Anna Gatti, Non-Executive Director

Ms. Gatti is a global technology and business leader with robust corporate governance experience built over years of board membership in international public and private companies. She currently serves as a member of the Board at Intesa Sanpaolo Bank S.p.A. and WiZink Bank S.L. in Spain. As a seasoned digital sales and operations executive, she has demonstrated an ability to translate strategic thinking into strong business growth, and driven customer success at scale for companies such as Google, YouTube and Skype. She worked at launching YouTube in more than 22 countries and built an entirely new advertising product business for Skype that laid the foundation for the company's planned IPO and eventual sale to Microsoft. Ms. Gatti is also an active angel investor. In the Silicon Valley, where Anna has been living for over twenty years, she co-founded two start-ups leveraging artificial intelligence applied to big data. Prior to her career in technology, Ms. Gatti spent years in research and public policy, working at the World Health Organization and at the University of Berkeley, California, Goldman School of Public Policy. She holds a Ph.D Degree in Business Administration and a Ph.D Degree in Criminology. She has also completed a post-doctoral program in Organization Behaviour at Stanford University.

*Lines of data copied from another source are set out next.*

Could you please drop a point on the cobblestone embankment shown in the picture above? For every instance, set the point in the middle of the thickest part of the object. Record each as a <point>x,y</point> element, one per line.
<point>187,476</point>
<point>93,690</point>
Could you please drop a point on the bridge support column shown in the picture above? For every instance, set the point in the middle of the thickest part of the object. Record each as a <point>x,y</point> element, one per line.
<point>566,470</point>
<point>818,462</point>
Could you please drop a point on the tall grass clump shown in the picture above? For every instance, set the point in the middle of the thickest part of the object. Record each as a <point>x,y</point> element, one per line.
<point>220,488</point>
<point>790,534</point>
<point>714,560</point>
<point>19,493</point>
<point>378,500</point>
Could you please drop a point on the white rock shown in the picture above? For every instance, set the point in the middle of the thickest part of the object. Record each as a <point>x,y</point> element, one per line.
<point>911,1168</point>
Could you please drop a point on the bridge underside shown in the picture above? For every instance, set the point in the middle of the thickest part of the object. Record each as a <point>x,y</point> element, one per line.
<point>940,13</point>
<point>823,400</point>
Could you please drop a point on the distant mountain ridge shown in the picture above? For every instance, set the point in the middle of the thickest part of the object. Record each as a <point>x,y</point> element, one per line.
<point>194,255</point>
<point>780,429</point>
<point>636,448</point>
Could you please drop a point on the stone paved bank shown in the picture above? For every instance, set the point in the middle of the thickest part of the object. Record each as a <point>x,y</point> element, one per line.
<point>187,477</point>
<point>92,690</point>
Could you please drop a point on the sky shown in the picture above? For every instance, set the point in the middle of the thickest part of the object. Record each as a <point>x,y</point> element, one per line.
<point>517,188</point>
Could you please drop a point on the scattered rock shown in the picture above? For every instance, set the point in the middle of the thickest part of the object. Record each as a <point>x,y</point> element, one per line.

Phit Lian Chong, Non-Executive Director

A citizen of Singapore, Ms. Chong has held multiple senior roles in aviation, leisure and lifestyle, manufacturing industries and mega township development. Between 2006 and 2012, Ms. Chong was the Chief Executive Officer of award-winning low-cost carriers, Jetstar Asia Airways and ValuAir Ltd. Ms. Chong also served as an Independent Board Director on the Board of Tiger Airways Ltd, a low-cost subsidiary of Singapore Airlines. Other previous commercial roles held by Ms. Chong include Chief Executive Officer/Board member of Singapore Mint, Singapore Precision Industries, Safe Enterprises Group, Avis Car Rental, Pacific Internet and SingBridge Corporate. Ms. Chong is currently a member of the Board at China-Singapore Guangzhou Knowledge City Investment & Development Co Ltd for their China company and also their Singapore branch office; Rokt Inc., Singapore Science Centre Global Pte Ltd, and Mandai Global Pte Ltd. Ms. Chong holds an Honours Degree in Production Engineering and Manufacturing Technology and an Honorary Doctorate of Science. Ms. Chong has also attended a Masters course in Business Administration and several post-experience senior leadership courses sponsored by her employers.